And egarland is completely correct that it’s just as bad as price-fixing (and for exactly the same reasons) – the only difference is that here, in effect, it’s wages that are being fixed rather than prices. Ideally, Apple should be forced to pay compensation to any of their staff who had even the remotest chance of making more money at Google (and ditto/vice-versa for Google) – retroactive to whenever the anti-poaching agreement began.
The entire company is violating the law with this agreement, so if I was that employee I’d be seeking compensation, of a large order.
I see nothing wrong. Some companies are very lax. Some are gestapo-like (ie.: apple).
There’s no violence here. Just a set of agreements/contracts.
The non-poaching agreement that Google, Apple and several other big companies had is illegal. That’s what’s wrong there.
It’s illegal to make such an agreement, it’s not illegal to make it your policy if that’s done without talking to other companies.
But the spine shivers and horrible unethical scumbags comments are just silly. Read the news for a day and you can come up with a bunch of stories that are way worse. And that’s just the stuff we know.
In this case Apple was a very important partner for Google. Google didn’t want to piss them off (just yet). Had the recruiter, who ignored company rules, remained at her job other people would have lost theirs.
It’s sad, but it’s reality: big companies and rich people didn’t get where they are now because they always followed the rules.
This is, and always will be, a complete non-argument.
“Fuck I just broke my leg it hurts and I feel like shit.”
“Shut up and stop whining. People in Africa have aids, and hence, you have no right to complain.”
Another huge non-argument.
“Do not complain about people being scumbags because it’s normal for these people to be scumbags.”
No, you’re just to pretending it upsets you.
If this really upset you you should be dead after hearing all the stuff that goes on in this world.
Nothing happened here. Someone broke a company rule and got fired. It happens every day and even for reasons much worse or even silly than this. Nobody got tortured, wounded or killed. Even if this was the only person ever to get fired it’s not that upsetting.
And it’s old news. Well, the Jobs smiley was new to me and so was the awkward commentary between the events the site added.
When argument shown to be faulty, repeat argument.
Cheap shots make you look cheap.
Nobody here is pretending. I’m a software developer, and this is deeply upsetting.
The only surprising thing is it doesn’t upset you! People like you are the reason this kind of crap becomes inevitable, because you are happy to accept it.
Steve Jobs was brilliant in many ways, but there’s no getting around the fact that he was a c*nt.
He treated his staff with contempt. He treated projects he didn’t like with contempt. He treated his customers with contepmt, and he treated the law with contempt.
It’s not surprising it doesn’t upset me or, as you generalizing put, “people like me”, because:
(1 I don’t know this woman
(2 I don’t work for Apple or Google
(3 I’m not a software developer
(4 This happened a long time ago
(5 This was in the news a long time ago
So I’m not upset, nor am I happily accepting it. It’s against the law and even though I can understand both sides (employer and employee) I think it should not be allowed.

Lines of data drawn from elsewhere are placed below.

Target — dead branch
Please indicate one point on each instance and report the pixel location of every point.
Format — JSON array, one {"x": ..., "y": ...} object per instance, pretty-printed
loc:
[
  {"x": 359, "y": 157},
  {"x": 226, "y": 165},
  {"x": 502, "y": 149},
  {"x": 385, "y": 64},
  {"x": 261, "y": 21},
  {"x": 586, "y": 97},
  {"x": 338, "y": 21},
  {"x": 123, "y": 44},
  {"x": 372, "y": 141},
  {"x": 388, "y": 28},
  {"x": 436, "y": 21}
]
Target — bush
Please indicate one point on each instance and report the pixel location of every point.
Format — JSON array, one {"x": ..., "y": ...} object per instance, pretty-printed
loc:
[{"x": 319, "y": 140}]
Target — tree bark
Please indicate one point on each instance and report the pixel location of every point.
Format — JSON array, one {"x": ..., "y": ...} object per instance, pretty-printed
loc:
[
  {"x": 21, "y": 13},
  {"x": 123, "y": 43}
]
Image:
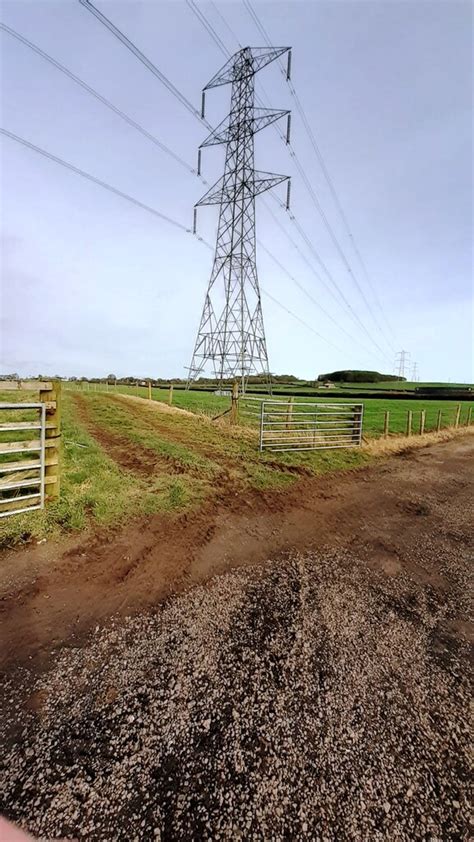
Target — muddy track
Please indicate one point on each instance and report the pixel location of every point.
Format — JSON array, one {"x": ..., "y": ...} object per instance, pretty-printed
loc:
[{"x": 55, "y": 592}]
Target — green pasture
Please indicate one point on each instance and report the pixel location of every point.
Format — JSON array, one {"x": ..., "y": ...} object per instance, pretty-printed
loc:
[{"x": 208, "y": 403}]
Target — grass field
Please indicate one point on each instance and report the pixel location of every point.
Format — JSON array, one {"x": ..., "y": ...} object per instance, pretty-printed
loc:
[
  {"x": 211, "y": 404},
  {"x": 123, "y": 459}
]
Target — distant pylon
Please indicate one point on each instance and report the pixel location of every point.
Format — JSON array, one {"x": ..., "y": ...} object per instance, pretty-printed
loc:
[
  {"x": 231, "y": 334},
  {"x": 402, "y": 362}
]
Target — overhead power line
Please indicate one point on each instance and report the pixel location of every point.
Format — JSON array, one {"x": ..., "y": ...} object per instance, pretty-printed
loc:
[
  {"x": 144, "y": 207},
  {"x": 317, "y": 151},
  {"x": 141, "y": 57},
  {"x": 172, "y": 88},
  {"x": 99, "y": 97},
  {"x": 95, "y": 180},
  {"x": 218, "y": 41}
]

I would be upset if I were this woman or I knew this nameless and faceless woman. If Thom’s favorite pen broke I can understand he’d be upset, despite some plane full of people (and their pens) missing which would be worse. Stuff that happens to us personally it always much worse than stuff that happens far away to people we have no bond with. So if Thom gets shivers down his spine because an unknown woman apparently was fired he’s just pretending to be upset to make the article more interesting just like the comments added between the emails by the site editors to which the link points that try to spoon feed an opinion to us to make it much worse/evil than it really is.

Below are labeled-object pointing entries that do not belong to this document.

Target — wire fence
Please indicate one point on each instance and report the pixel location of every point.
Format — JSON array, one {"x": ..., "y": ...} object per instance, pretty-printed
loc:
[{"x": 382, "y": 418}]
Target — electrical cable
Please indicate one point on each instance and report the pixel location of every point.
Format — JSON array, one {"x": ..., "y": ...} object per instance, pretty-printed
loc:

My argument is that we should become realistic and stop pretending the world is a nice and happy place and these things are isolated incidents. Because now, people like you, are kidding themselves that people and companies abide the law and are out there for YOUR best interest. They are not, they are all in it for themselves and they break laws all the time.

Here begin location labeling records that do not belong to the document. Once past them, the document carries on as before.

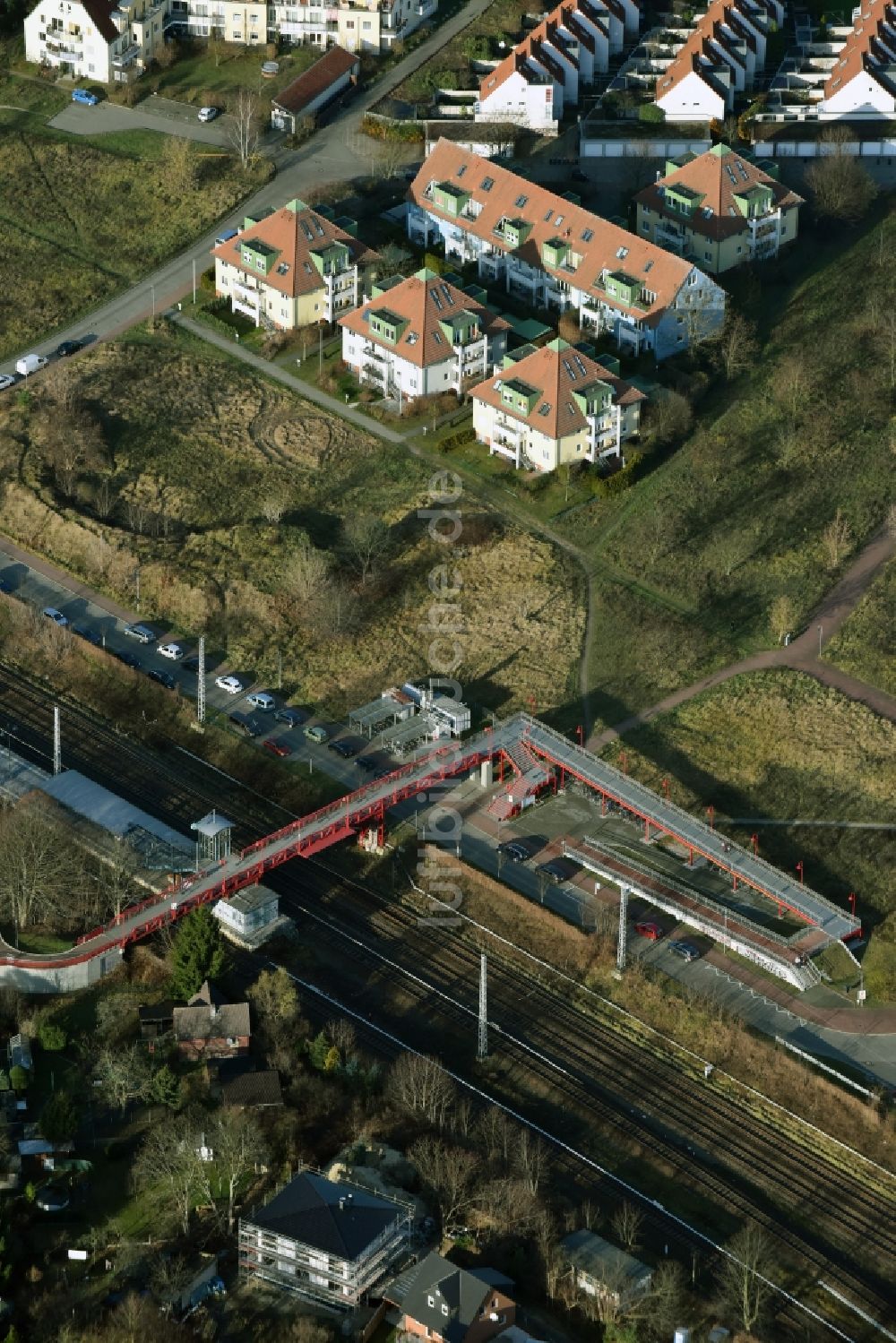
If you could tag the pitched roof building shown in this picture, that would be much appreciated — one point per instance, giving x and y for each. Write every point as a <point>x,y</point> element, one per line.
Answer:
<point>327,1243</point>
<point>863,82</point>
<point>316,89</point>
<point>719,209</point>
<point>422,336</point>
<point>449,1304</point>
<point>544,73</point>
<point>551,253</point>
<point>292,268</point>
<point>555,406</point>
<point>720,56</point>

Steve Jobs wasn’t a nice personal and he died as a very rich and successful person while a lot of nice people die poor and not successful. That’s the deeper thought behind this article: those who bend or break rules are more successful. “People like you” let this happen, because they either are not aware of this or don’t want to know.
Think of politicians. They lie to us, we know they lie, they know we know they lie, but they still lie and we still vote for them because even though we know they lie we still believe them. And then people like you get upset when it turns out they they lied to us. People like me don’t accept the lies, but we accept that it happens so we are aware and not surprised when another story hits the media.
You’re trying to change your position to sound less cold hearted and failing.
In your original post you implied that although the action was illegal, you didn’t think it was that big a deal.
You apparently have trouble distinguishing between an optimistic realist and a cynic. Simply because bad things shock you doesn’t mean you are naive about their existance. I don’t want to become desensitised to bad behaviour. Once you accept it, you condone it.
Also, because unethical behaviour doesn’t affect you, doesn’t mean it doesn’t affect anyone else. Try to imagine a world where not every person thinks like you do.
I still don’t think it’s a big deal. And why should it be? People get fired every day for much worse reasons, but they don’t make the media. This person does, a long time ago even, and now we should get upset by it?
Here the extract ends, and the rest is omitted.